The 5-4 Kelo decision holds that government seizures of private property are lawful even if the public purpose is vaguely defined, such as increasing a city’s tax base. To paraphrase Justice Sandra Day O’Connor’s dissent: Watch out Motel 6, here comes the Ritz. Or put another way, property spoils now go to the highest taxpayer — a wonderful outcome for governments with voracious spending appetites.
A swift and dramatic backlash is underway in the states, several of which have already passed laws limiting the power of eminent domain. The House of Representatives also recently adopted a nonbinding resolution criticizing the decision, and lawmakers introduced other legislation in both houses of Congress overturning the ruling at the federal level. Congress will continue to press for legislative action upon its return after Labor Day, with leadership aides predicting it’s not a question of if, but when, lawmakers sack the high-court decision.
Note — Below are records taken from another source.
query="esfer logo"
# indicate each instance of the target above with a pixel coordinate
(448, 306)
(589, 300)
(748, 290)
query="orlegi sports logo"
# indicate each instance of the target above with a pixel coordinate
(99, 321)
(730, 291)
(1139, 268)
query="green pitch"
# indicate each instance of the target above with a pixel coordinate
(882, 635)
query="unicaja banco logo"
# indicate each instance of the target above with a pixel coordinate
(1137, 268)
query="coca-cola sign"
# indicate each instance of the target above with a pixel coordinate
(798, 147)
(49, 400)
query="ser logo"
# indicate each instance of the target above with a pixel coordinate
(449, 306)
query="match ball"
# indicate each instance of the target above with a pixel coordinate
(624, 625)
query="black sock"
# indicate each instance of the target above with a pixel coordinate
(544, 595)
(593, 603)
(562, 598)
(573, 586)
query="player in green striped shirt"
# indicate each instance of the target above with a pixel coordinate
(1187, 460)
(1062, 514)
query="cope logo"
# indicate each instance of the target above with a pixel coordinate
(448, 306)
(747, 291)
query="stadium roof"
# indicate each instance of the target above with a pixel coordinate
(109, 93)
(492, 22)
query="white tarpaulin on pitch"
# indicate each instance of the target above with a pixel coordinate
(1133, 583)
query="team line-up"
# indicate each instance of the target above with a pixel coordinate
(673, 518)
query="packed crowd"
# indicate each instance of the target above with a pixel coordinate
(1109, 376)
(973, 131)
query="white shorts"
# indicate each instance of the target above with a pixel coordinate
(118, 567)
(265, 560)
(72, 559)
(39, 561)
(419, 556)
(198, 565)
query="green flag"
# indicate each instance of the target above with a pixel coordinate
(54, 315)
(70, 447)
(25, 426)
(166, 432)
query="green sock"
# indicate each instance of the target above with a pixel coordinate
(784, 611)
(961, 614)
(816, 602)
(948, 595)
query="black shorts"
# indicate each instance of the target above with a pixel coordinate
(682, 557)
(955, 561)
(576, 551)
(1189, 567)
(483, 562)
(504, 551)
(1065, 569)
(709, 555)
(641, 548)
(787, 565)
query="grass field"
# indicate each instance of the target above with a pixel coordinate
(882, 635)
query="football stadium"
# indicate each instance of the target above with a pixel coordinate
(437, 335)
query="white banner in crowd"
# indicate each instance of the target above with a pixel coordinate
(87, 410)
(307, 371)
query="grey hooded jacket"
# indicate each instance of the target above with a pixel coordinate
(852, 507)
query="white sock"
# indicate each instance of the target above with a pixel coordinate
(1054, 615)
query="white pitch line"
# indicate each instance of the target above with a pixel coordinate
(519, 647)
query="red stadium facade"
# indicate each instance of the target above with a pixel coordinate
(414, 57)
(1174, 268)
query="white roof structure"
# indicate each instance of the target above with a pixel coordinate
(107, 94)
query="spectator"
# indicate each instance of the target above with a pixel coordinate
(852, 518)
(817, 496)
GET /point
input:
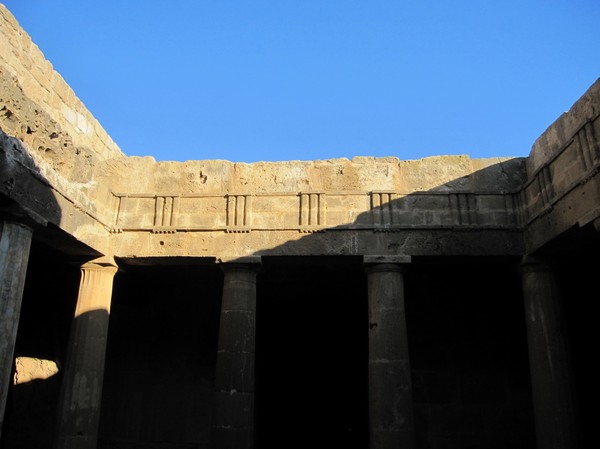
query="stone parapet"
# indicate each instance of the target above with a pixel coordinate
(21, 58)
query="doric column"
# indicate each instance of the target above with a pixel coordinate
(15, 242)
(81, 393)
(549, 360)
(390, 392)
(233, 420)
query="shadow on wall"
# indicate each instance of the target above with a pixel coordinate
(465, 323)
(38, 325)
(465, 328)
(26, 198)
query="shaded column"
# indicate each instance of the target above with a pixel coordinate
(549, 359)
(233, 420)
(15, 242)
(390, 392)
(81, 391)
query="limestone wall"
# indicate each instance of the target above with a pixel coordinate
(21, 58)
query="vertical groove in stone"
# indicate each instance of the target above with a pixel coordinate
(233, 420)
(390, 391)
(15, 243)
(554, 399)
(81, 389)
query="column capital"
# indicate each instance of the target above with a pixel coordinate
(386, 263)
(530, 264)
(243, 263)
(102, 263)
(384, 259)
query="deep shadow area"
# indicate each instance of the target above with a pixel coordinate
(468, 351)
(311, 371)
(46, 312)
(160, 362)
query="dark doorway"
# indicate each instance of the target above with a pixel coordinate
(311, 353)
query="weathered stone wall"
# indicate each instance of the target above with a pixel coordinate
(563, 186)
(22, 59)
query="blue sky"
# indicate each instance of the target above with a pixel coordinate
(279, 80)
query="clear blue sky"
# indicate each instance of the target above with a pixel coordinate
(280, 80)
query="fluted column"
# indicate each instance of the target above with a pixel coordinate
(81, 393)
(549, 359)
(15, 242)
(390, 391)
(233, 420)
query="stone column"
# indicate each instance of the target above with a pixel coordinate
(390, 391)
(233, 420)
(81, 392)
(15, 242)
(549, 360)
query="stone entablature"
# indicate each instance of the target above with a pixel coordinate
(60, 165)
(563, 186)
(314, 211)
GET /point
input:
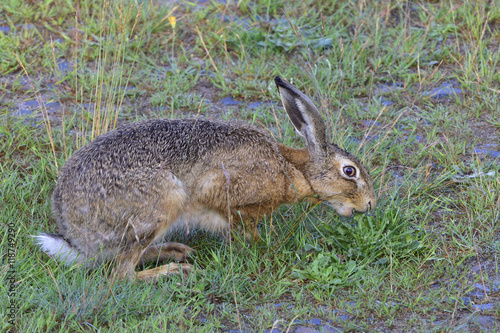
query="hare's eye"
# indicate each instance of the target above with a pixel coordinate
(350, 171)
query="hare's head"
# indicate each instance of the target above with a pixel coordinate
(336, 176)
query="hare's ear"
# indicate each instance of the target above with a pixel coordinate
(305, 118)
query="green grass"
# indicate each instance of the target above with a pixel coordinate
(410, 266)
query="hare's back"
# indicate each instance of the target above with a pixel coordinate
(162, 143)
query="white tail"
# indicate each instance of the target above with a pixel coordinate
(58, 247)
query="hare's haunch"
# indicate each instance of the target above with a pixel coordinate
(117, 197)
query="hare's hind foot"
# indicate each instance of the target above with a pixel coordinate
(168, 269)
(164, 251)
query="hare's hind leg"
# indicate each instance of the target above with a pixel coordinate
(164, 251)
(154, 212)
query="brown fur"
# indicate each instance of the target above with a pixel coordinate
(117, 197)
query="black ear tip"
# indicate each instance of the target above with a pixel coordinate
(279, 82)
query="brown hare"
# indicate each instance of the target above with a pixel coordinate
(118, 196)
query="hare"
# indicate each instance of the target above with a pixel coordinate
(118, 196)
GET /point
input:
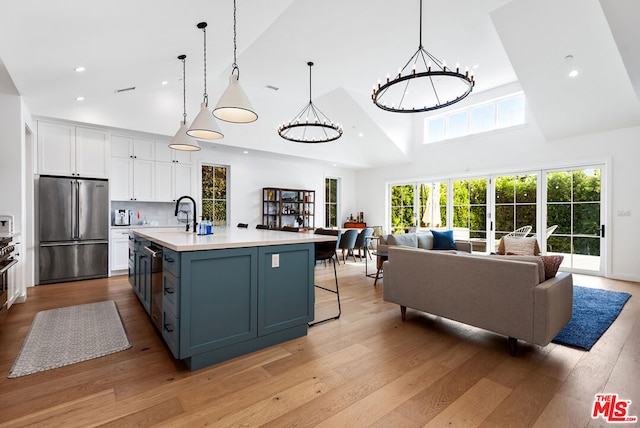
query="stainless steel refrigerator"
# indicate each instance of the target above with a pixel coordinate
(74, 229)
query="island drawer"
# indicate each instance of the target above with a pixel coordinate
(171, 261)
(171, 331)
(171, 292)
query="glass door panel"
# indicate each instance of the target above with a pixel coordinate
(433, 205)
(402, 207)
(470, 212)
(574, 205)
(515, 199)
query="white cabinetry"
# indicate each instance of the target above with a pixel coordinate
(119, 250)
(68, 150)
(173, 173)
(132, 162)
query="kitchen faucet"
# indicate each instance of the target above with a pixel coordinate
(195, 229)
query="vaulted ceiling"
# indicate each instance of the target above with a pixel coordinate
(127, 44)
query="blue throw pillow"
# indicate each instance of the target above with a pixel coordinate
(443, 240)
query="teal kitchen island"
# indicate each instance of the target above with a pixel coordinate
(230, 293)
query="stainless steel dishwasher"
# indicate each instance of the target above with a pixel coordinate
(155, 253)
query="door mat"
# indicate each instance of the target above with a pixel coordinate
(64, 336)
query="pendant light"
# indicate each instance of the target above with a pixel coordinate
(310, 125)
(182, 141)
(234, 106)
(204, 126)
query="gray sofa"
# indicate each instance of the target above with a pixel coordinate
(504, 294)
(422, 240)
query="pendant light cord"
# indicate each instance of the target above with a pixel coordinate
(420, 46)
(184, 90)
(310, 64)
(204, 31)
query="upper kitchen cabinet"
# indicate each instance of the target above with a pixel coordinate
(132, 148)
(68, 150)
(132, 169)
(166, 154)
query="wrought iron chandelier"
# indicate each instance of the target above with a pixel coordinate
(425, 83)
(182, 141)
(311, 125)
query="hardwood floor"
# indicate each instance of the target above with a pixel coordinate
(366, 369)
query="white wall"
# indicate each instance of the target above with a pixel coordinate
(523, 149)
(250, 173)
(13, 122)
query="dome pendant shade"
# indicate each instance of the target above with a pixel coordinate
(234, 106)
(204, 126)
(182, 141)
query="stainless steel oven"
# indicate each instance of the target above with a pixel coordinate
(7, 262)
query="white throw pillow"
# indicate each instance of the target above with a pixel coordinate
(519, 246)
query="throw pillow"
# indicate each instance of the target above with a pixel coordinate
(519, 246)
(551, 265)
(443, 240)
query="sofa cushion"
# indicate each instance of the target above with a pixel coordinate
(519, 246)
(443, 240)
(425, 241)
(551, 265)
(531, 259)
(406, 239)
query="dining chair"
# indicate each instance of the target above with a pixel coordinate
(363, 241)
(347, 243)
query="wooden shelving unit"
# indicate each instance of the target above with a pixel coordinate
(288, 207)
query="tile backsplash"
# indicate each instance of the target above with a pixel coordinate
(151, 213)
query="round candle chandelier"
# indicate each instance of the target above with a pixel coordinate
(425, 83)
(311, 125)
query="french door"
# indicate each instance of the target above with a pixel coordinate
(564, 208)
(575, 212)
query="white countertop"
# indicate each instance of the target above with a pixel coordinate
(227, 237)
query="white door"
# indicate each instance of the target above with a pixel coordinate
(575, 205)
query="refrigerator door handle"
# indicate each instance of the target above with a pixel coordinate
(77, 213)
(74, 201)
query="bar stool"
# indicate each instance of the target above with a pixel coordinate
(323, 252)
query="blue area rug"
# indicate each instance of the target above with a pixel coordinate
(594, 310)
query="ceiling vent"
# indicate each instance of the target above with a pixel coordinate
(132, 88)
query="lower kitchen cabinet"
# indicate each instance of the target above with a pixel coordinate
(219, 304)
(140, 271)
(119, 250)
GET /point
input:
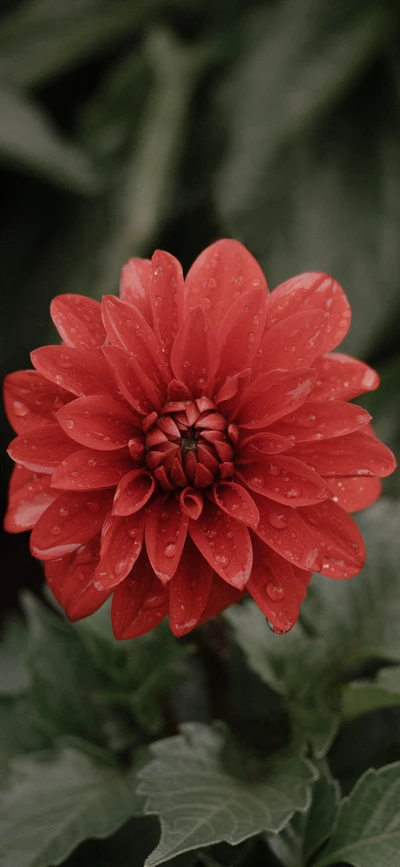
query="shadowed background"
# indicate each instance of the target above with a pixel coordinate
(135, 124)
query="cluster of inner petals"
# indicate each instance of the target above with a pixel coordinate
(188, 444)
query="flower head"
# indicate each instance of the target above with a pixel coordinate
(192, 441)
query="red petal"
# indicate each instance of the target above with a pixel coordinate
(237, 502)
(139, 603)
(88, 470)
(133, 491)
(69, 522)
(339, 539)
(98, 422)
(265, 443)
(273, 395)
(293, 342)
(30, 400)
(30, 496)
(195, 354)
(134, 287)
(135, 386)
(312, 291)
(285, 480)
(240, 332)
(191, 503)
(230, 394)
(321, 420)
(121, 544)
(355, 494)
(78, 321)
(127, 327)
(277, 587)
(166, 530)
(225, 544)
(357, 454)
(189, 590)
(343, 377)
(166, 294)
(81, 371)
(284, 530)
(71, 581)
(222, 595)
(219, 276)
(41, 450)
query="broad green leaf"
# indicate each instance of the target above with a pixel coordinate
(364, 696)
(129, 847)
(296, 667)
(43, 38)
(138, 672)
(325, 196)
(199, 803)
(28, 139)
(20, 729)
(360, 619)
(306, 832)
(367, 829)
(14, 671)
(54, 800)
(65, 684)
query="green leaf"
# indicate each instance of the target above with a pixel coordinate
(367, 830)
(364, 696)
(138, 672)
(306, 832)
(382, 404)
(64, 680)
(199, 803)
(43, 38)
(59, 798)
(343, 624)
(14, 671)
(327, 196)
(294, 666)
(143, 196)
(360, 619)
(28, 139)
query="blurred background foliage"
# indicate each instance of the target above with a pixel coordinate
(128, 125)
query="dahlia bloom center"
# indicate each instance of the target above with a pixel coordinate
(188, 443)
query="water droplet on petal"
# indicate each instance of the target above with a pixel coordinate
(170, 550)
(275, 591)
(277, 520)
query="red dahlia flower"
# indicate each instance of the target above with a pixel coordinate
(191, 441)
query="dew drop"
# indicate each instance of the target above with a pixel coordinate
(93, 506)
(275, 591)
(20, 409)
(277, 520)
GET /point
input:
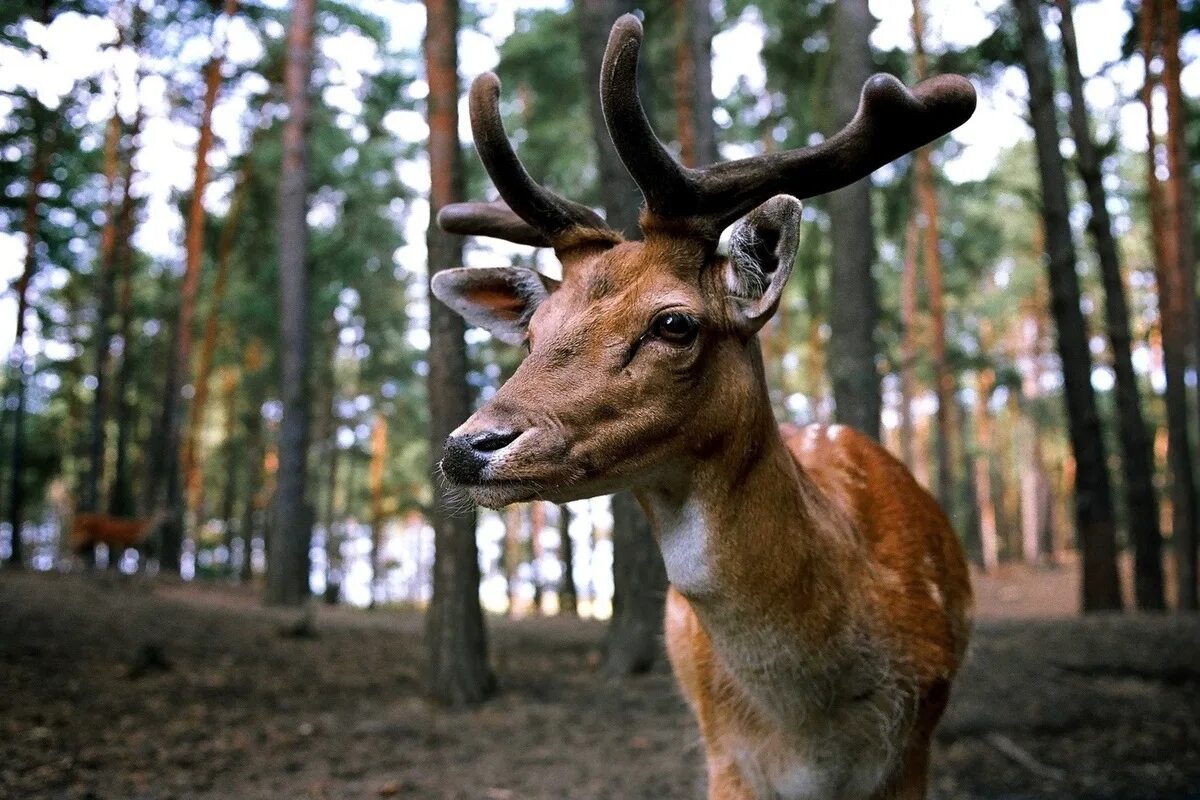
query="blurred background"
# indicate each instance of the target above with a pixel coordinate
(220, 349)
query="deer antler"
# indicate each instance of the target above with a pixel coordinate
(891, 121)
(531, 214)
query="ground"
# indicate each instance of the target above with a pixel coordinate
(119, 689)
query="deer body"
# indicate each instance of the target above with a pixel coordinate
(91, 529)
(820, 601)
(827, 677)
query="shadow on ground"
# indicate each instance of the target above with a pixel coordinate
(151, 691)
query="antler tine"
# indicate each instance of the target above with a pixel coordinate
(891, 121)
(547, 215)
(496, 220)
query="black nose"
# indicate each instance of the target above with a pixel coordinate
(465, 457)
(492, 440)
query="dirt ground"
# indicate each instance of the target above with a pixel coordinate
(119, 689)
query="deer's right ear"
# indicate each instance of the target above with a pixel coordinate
(501, 299)
(762, 250)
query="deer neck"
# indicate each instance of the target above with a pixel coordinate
(747, 535)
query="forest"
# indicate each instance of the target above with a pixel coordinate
(227, 385)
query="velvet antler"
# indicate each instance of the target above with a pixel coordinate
(891, 121)
(531, 214)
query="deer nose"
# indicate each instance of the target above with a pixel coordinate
(466, 456)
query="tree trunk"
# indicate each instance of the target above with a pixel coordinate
(375, 486)
(287, 564)
(120, 499)
(333, 543)
(1173, 256)
(232, 461)
(511, 553)
(568, 595)
(927, 200)
(537, 522)
(1135, 457)
(457, 672)
(694, 82)
(989, 539)
(1093, 500)
(853, 307)
(105, 290)
(633, 641)
(909, 343)
(165, 468)
(192, 475)
(30, 227)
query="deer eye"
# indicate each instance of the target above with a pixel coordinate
(675, 328)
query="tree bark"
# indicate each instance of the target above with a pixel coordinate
(30, 227)
(456, 672)
(192, 477)
(633, 642)
(853, 307)
(1093, 500)
(909, 343)
(694, 82)
(105, 290)
(165, 468)
(375, 486)
(989, 539)
(1171, 229)
(232, 462)
(287, 565)
(927, 200)
(1135, 455)
(568, 594)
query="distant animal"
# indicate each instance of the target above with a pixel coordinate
(820, 602)
(117, 533)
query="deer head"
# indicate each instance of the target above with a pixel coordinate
(643, 359)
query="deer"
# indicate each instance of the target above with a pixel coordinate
(819, 602)
(117, 533)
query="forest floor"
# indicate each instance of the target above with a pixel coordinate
(138, 689)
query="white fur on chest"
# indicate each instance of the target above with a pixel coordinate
(684, 541)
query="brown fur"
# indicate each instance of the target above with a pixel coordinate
(820, 605)
(91, 529)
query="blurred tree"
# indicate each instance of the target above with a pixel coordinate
(640, 579)
(929, 227)
(1095, 522)
(1141, 503)
(457, 672)
(287, 565)
(1171, 228)
(163, 488)
(853, 311)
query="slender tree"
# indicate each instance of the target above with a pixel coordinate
(165, 468)
(1137, 461)
(568, 594)
(287, 564)
(694, 82)
(853, 307)
(1095, 523)
(1173, 266)
(18, 367)
(456, 672)
(640, 581)
(927, 200)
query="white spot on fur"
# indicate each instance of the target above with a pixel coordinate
(684, 545)
(935, 591)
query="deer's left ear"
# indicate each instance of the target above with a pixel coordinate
(762, 251)
(501, 300)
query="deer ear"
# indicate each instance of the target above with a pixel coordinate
(501, 300)
(762, 251)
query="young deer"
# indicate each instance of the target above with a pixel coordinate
(819, 603)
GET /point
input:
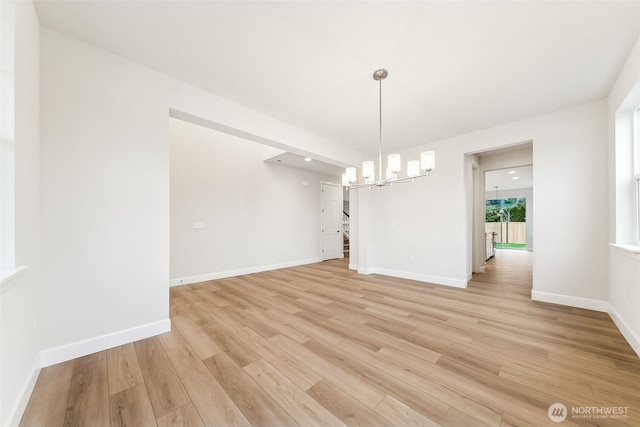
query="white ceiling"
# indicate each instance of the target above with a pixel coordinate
(454, 67)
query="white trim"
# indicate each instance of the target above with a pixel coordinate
(8, 275)
(631, 251)
(627, 332)
(92, 345)
(16, 413)
(571, 301)
(436, 280)
(240, 271)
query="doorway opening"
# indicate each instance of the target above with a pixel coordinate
(501, 214)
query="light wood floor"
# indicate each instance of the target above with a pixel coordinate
(322, 345)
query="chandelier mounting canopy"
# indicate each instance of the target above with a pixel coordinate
(415, 168)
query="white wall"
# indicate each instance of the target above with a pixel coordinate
(105, 190)
(19, 296)
(624, 276)
(256, 215)
(105, 200)
(426, 220)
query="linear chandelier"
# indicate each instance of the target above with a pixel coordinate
(415, 168)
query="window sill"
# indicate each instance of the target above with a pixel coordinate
(634, 249)
(8, 275)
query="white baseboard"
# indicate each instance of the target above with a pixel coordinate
(628, 333)
(19, 406)
(92, 345)
(571, 301)
(239, 272)
(447, 281)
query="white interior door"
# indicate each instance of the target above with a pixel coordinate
(331, 221)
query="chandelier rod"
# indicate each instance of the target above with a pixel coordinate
(381, 77)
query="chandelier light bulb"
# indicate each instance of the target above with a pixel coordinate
(427, 161)
(413, 168)
(368, 172)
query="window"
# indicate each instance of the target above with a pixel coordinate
(627, 171)
(636, 170)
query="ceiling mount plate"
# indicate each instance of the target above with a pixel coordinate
(380, 74)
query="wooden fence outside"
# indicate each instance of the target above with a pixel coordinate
(512, 232)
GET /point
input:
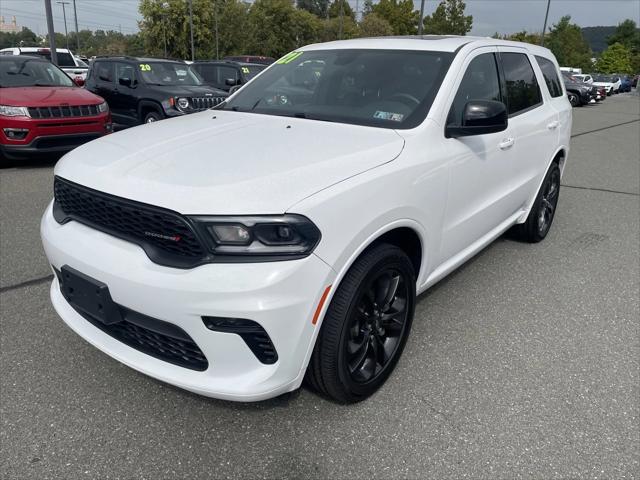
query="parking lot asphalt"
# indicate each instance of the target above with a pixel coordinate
(524, 363)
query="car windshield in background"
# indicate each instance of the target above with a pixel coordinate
(251, 71)
(382, 88)
(167, 73)
(19, 71)
(64, 59)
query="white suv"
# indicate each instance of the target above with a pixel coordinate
(285, 234)
(69, 63)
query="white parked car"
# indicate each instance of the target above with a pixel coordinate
(286, 234)
(67, 61)
(583, 77)
(611, 83)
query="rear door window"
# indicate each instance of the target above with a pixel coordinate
(104, 72)
(550, 75)
(125, 72)
(523, 92)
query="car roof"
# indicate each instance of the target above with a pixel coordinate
(439, 43)
(229, 62)
(125, 58)
(34, 49)
(23, 58)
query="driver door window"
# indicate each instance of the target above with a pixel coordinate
(480, 82)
Congressional action gets plenty of sympathy from constituents. Sixty-eight percent of registered voters favor legislative limits on the government’s ability to take private property away from owners. Public support for limiting the power of eminent domain is robust and cuts across demographic and partisan groups. Sixty-two percent of self-identified Democrats, 74 percent of independents and 70 percent of Republicans support limits.
Few issues in recent memory have mobilized citizens against a Supreme Court decision with such ferocity. Grover Norquist of Americans for Tax Reform told The Economist recently that “Twenty years from now, people will look back at Kelo the way people look back at Roe v. Wade,” as a sort of tipping point, rallying conservatives. If these numbers hold, this “Kelo” may have broken the camel’s back.